Khizr Khan, a Pakistani-American, will lead the US’s largest religious freedom organization

The US Commission on International Religious Freedom has nominated Khizr Khan, a Pakistani-American lawyer, as its new chairman. According to a White House statement, President Biden revealed his intention to pick Khizr Khan for the critical position.

According to the statement, Khan commits a significant amount of his time to provide legal services to veterans, men and women serving in uniform, and their families, underscoring the President’s desire to construct an administration that looks like America and reflects people of all faiths.

Khan and his wife, Ghazala, gave one of the most famous speeches in 2016, questioning if former US President Donald Trump had ever read the Constitution. He then took a pocket-sized copy of Trump’s speech from his suit jacket and claimed that Trump had “sacrificed nothing and no one.”

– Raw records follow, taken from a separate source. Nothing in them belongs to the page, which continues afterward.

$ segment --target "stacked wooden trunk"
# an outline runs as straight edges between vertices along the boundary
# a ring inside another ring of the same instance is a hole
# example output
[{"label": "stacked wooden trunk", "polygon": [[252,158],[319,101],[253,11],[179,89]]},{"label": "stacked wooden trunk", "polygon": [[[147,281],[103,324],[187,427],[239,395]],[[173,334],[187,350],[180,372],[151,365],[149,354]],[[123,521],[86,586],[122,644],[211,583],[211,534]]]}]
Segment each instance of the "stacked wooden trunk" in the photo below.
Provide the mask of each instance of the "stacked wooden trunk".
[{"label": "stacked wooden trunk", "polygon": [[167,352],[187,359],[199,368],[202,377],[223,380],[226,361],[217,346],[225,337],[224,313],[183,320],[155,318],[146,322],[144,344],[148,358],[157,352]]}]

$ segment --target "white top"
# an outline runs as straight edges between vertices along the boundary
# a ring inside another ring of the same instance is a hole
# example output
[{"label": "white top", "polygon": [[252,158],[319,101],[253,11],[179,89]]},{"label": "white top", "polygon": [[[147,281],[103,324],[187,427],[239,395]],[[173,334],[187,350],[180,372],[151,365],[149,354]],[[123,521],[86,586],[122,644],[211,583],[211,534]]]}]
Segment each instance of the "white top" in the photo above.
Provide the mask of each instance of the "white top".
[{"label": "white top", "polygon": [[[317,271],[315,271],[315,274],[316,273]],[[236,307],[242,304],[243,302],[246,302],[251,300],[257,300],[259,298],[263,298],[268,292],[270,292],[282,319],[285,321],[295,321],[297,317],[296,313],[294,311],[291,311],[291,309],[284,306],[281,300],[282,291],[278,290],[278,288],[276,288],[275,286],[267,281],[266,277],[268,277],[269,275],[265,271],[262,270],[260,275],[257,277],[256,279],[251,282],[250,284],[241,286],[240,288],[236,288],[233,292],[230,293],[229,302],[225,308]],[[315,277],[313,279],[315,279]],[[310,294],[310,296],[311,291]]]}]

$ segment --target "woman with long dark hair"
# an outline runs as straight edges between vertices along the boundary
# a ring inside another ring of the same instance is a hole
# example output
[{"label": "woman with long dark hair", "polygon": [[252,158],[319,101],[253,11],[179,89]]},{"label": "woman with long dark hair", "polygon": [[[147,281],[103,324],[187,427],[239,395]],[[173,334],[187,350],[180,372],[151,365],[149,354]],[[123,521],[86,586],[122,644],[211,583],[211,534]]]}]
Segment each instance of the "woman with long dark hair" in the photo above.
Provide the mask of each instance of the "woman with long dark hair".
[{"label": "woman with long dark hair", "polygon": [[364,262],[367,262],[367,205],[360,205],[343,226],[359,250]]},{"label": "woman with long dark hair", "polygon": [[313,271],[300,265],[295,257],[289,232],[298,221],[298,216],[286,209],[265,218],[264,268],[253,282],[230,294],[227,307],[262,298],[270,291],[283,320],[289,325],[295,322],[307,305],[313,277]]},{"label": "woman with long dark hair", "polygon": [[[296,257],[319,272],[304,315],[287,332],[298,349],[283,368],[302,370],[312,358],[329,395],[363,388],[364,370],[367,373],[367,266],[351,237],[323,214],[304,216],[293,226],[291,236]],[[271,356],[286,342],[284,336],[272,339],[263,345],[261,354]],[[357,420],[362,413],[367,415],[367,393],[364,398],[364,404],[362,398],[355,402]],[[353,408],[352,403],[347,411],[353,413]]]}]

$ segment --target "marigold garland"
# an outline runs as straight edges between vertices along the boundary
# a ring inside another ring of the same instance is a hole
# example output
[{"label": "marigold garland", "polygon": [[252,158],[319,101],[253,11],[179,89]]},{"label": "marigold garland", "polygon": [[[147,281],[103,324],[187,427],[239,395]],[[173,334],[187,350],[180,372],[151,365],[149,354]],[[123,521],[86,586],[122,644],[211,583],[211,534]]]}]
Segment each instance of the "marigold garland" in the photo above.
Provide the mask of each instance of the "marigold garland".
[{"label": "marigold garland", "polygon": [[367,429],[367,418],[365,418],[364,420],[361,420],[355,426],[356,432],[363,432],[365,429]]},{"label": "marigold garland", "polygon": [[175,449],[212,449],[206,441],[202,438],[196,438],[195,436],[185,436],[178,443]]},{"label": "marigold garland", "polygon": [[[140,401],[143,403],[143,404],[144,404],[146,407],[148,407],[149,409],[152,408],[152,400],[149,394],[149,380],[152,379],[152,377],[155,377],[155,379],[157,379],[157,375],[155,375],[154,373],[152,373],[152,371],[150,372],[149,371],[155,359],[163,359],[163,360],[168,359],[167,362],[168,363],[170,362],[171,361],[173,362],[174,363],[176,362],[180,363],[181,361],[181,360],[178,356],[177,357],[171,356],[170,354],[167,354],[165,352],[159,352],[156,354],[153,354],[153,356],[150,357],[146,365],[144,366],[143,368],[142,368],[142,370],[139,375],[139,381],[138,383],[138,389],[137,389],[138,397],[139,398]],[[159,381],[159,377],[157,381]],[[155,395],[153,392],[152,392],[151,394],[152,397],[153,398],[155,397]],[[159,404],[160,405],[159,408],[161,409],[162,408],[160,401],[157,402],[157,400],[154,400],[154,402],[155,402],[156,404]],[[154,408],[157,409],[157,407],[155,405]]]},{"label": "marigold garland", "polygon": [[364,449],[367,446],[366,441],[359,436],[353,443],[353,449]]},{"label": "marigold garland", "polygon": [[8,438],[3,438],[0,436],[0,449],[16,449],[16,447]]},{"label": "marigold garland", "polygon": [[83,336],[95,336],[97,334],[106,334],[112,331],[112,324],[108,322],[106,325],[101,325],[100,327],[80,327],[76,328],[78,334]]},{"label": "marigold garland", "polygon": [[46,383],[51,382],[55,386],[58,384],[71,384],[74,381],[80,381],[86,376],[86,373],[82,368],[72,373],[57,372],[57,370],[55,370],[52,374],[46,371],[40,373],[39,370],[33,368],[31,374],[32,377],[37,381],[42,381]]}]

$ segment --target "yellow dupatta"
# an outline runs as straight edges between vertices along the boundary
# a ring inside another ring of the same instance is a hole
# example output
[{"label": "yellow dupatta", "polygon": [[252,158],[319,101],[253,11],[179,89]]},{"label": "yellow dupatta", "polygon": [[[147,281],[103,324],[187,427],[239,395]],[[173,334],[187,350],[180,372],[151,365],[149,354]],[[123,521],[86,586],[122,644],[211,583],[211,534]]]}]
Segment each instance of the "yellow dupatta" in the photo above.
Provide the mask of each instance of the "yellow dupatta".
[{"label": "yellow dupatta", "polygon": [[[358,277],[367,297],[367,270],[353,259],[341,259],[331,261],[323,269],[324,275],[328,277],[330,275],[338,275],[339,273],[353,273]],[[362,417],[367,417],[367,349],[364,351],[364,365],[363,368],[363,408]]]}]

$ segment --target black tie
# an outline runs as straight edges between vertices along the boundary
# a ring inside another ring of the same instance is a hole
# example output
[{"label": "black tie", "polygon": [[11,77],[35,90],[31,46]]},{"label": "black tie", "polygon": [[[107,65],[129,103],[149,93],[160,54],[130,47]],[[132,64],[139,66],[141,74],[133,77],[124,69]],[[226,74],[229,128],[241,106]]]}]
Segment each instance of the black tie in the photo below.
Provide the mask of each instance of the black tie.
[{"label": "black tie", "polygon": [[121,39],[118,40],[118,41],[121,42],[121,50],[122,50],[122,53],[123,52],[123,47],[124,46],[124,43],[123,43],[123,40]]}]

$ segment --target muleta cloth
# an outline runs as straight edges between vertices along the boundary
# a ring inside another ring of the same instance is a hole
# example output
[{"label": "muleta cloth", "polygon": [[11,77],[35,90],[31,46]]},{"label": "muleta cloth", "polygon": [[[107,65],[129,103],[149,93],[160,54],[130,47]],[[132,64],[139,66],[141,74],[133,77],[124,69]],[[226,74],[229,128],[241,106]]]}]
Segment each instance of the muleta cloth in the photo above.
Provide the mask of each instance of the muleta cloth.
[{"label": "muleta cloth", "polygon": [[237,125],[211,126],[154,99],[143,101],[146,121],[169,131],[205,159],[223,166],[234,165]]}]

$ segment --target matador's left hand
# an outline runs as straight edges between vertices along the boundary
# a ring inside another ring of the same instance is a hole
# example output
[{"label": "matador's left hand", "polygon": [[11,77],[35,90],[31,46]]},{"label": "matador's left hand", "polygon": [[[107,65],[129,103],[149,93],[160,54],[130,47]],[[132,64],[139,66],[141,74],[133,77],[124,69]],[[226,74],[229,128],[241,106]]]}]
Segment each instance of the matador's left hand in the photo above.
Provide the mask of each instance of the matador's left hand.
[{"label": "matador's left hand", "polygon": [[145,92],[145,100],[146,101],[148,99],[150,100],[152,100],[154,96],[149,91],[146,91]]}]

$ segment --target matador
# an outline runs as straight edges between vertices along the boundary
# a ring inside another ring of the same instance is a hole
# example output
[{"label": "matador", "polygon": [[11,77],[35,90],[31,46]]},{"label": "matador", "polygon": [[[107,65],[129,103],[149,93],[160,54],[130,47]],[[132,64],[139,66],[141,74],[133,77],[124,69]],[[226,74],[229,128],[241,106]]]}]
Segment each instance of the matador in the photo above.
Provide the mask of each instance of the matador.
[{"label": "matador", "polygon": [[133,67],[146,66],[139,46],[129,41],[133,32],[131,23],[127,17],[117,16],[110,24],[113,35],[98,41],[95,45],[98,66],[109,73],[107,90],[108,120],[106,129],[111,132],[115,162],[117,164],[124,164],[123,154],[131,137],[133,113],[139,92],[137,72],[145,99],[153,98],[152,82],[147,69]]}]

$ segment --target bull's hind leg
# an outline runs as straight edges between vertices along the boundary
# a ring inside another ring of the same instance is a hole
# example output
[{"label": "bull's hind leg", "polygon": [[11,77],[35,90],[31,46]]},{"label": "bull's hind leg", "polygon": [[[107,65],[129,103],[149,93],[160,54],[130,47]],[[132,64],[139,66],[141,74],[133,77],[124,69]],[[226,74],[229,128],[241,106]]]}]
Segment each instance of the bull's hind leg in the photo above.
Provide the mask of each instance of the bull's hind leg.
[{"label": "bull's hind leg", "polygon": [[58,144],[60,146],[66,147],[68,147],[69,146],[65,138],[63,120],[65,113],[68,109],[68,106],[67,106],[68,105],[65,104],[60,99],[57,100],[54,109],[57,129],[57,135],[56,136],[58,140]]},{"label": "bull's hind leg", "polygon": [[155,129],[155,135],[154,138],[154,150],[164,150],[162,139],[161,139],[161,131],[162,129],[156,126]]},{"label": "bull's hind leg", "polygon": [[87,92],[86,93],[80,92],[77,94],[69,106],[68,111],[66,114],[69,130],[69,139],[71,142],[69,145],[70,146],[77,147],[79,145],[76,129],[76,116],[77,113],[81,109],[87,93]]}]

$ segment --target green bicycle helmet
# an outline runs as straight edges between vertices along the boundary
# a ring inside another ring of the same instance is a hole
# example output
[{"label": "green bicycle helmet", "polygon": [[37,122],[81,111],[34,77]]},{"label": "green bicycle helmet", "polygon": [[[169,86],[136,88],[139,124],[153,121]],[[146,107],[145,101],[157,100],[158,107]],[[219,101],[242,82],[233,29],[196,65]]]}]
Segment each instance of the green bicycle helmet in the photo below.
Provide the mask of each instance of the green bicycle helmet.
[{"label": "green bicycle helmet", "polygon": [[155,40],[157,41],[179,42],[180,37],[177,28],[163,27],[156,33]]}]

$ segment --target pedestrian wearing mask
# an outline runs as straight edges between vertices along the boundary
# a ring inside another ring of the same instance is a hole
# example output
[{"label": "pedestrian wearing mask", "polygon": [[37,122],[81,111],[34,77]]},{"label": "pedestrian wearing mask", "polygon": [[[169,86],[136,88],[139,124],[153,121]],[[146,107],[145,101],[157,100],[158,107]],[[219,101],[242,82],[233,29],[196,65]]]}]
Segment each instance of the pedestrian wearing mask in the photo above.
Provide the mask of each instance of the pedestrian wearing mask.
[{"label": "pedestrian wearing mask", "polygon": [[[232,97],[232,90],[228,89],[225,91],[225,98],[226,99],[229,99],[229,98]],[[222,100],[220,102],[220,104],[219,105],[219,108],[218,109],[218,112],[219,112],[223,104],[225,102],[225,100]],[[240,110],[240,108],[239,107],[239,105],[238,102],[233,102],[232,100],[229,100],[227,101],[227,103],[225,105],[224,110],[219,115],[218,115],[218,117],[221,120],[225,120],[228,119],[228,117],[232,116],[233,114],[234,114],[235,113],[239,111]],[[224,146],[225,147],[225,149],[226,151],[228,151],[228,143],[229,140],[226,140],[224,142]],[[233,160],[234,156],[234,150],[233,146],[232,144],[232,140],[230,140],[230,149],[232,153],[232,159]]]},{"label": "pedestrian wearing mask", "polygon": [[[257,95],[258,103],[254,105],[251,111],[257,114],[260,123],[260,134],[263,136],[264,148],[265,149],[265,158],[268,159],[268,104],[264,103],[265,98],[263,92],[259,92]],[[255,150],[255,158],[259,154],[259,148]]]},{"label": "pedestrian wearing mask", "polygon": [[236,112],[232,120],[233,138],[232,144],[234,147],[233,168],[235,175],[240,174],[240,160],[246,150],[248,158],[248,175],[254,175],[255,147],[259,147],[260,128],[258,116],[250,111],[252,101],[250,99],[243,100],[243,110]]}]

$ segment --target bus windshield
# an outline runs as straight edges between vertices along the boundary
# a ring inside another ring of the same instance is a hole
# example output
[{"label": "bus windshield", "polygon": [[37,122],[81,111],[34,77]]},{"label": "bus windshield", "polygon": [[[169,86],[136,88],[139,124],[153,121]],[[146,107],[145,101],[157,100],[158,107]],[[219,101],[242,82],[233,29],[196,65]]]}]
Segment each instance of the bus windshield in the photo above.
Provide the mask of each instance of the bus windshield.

Gujranwala-born Khan immigrated to the United States in 1980. Humayun, his son and a former captain in the US army, was murdered in Iraq in 2004. He was also awarded the highest military honours for courage. He received his LL.M degree from Harvard Law School after coming to the United States in 1980.

Meanwhile, US President Donald Trump has announced his intention to appoint Rashad Hussain of the National Security Council as ambassador-at-large for worldwide religious freedom and Deborah Lipstadt as a special envoy to monitor and combat antisemitism.

In addition, Biden chose New York City Rabbi Sharon Kleinbaum to serve on the US Commission on International Religious Freedom with Khan.